Some of my contemporaries even recall when each school day began with prayer. That wasn’t the case when I was in school, but not because anyone objected. I grew up in an age when everyone I knew believed in God, and if they didn’t go to church, they admitted they should. As a boy I was taught to pray at bedtime and before meals, a ritual of faith reinforced by our TV screen cowboy heroes like Roy Rogers and Gene Autry.

Though we may not have talked about it outside of Sunday school, we were unashamedly Christian throughout the Ozarks. Worshipping under many banners — Methodist, Baptist, Christian, et al — we shared a common faith and generally turned to the King James Bible for enlightenment and inspiration.

Yes, we were what was later dubbed “WASP” — White, Anglo Saxon Protestants — and unashamedly so. As a boy I knew just one family in our rural neighborhood who attended a Catholic church, but thought nothing of it. As far as I knew, I never met anyone of the Jewish faith or a Moslem believer. Neither did I ever hear anyone deny the existence of God. Early on I embraced the soldiers’ adage, “There are no atheists in foxholes.”

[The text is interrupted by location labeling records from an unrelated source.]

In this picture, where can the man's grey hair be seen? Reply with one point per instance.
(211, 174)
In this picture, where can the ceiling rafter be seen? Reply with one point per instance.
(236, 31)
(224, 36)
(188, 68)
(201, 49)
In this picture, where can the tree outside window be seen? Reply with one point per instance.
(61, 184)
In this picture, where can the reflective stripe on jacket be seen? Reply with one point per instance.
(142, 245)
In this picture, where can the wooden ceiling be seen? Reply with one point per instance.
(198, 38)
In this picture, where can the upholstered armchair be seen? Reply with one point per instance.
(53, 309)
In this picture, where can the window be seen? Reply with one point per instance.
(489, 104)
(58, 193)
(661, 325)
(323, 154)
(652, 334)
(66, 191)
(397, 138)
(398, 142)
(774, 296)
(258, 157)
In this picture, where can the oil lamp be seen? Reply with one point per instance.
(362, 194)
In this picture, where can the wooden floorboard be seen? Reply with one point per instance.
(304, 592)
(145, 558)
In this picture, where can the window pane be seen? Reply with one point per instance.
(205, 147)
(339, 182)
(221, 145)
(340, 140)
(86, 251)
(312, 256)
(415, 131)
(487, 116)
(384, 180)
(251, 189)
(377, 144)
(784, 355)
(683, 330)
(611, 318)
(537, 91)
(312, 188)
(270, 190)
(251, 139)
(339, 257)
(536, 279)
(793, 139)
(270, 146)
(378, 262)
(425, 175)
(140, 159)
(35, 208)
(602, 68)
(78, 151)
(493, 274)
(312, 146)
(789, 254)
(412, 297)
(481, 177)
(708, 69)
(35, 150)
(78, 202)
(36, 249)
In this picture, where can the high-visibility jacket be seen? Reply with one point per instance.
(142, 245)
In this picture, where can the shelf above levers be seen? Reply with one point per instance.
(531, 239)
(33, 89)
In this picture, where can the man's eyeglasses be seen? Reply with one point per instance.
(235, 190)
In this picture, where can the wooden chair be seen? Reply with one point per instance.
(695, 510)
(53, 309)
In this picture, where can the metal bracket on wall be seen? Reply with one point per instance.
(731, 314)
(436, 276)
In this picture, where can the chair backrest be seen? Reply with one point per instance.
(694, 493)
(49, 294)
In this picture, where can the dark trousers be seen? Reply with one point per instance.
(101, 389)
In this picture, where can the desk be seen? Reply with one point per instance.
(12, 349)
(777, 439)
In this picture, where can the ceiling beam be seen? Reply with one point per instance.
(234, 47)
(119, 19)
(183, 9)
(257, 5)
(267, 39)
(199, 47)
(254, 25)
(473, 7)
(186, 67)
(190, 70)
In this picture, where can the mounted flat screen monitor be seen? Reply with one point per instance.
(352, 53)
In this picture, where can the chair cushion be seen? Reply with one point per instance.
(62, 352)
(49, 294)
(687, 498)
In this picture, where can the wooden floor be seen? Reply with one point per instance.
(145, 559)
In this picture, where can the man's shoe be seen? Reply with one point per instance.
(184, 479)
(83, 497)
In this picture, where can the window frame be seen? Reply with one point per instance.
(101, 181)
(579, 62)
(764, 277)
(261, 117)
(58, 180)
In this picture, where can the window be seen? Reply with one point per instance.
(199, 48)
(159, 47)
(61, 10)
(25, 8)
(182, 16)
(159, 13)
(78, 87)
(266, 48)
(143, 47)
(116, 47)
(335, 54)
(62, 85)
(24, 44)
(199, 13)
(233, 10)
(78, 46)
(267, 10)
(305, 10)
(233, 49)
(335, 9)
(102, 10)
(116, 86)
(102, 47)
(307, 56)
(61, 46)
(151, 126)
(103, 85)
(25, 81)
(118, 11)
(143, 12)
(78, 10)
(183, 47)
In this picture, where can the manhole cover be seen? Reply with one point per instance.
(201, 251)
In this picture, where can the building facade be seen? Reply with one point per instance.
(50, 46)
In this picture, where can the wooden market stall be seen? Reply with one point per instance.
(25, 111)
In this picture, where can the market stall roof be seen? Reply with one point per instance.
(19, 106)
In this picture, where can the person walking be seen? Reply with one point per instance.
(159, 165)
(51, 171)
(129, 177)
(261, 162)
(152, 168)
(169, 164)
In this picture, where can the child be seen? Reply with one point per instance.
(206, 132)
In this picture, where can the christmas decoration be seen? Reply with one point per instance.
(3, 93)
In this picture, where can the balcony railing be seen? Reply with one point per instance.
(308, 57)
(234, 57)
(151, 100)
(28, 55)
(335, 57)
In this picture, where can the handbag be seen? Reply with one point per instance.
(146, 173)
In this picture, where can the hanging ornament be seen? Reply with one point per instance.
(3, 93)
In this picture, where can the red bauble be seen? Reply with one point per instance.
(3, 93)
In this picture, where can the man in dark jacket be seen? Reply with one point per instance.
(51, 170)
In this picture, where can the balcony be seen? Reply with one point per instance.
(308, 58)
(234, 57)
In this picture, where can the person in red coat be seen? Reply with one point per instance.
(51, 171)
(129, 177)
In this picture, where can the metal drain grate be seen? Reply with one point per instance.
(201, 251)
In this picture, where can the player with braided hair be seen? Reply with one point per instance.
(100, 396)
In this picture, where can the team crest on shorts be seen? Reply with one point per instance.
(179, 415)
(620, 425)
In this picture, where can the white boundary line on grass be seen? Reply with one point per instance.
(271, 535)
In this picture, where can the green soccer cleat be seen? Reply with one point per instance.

You don’t have to literally be in a foxhole to understand it. Life is rife with foxholes of other sorts. I marvel than anyone can endure them without God.

Circling back to my original thought, maybe it’s safer if we don’t open public meetings with prayer these days. Some folks in the crowd might be offended if we didn’t include their gods, as well as ours,

Sorry folks, God is still God — the one and only.

I knew that even as a boy. The years since have only proven it absolutely true.